その後、オリハラグループではない事務所に職員として入り、下っ端として走り回っている。
折原社長自身も、高校卒業後に社員10人あまりの会社を興し育てた立志伝中の人物だ。
「フツー」を求める吉本の主張はすんなり受け入れられ、それをバーターに婿養子を受け入れたと言ってもいい。

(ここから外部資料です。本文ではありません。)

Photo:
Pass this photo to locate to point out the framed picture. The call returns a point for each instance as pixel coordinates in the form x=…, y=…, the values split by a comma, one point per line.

が。かりそめの「フツー」は、有事にはあっさりかなぐり捨てられる。
自分が「フツー」であるための努力。
それこそ、フツーであれば意識すら必要ない努力が求められる。
そんな彼の愚痴に、つきあってくれそうな心当たりは……ない。
食事が終わるのを待っていたかのようなタイミングで、釉葉のPHSが鳴った。
メモリーに登録していない番号だが、末尾4桁で見当がつく。
「0110」。警察だ。
出ると、やはり鈴村警視だった。
彼は挨拶もそこそこに
「近くに吉本巡査部長、いてる?」
「はい」と応じて、吉本にPHSを渡す。
吉本は背筋を伸ばして立ち上がり、控え室から出て行った。
数分後、吉本は戻ってくると釉葉にPHSを返し、
「本部からの呼び出し。朝サイレン鳴らしたの、バレたかな」
「怒られてら~。
あ。明日、また運転頼みたいから、反省したらゆっくり寝てな。
それでまた怒られたら……ごめんな」
小さく舌を出す。
いぶかしむ吉本に釉葉は
「東灘の会社。うん、私の。連れてってもらおう思って。
今日の車やったらはやいやろ?」
吉本は苦笑して背中を向け、右手を挙げて部屋を後にした。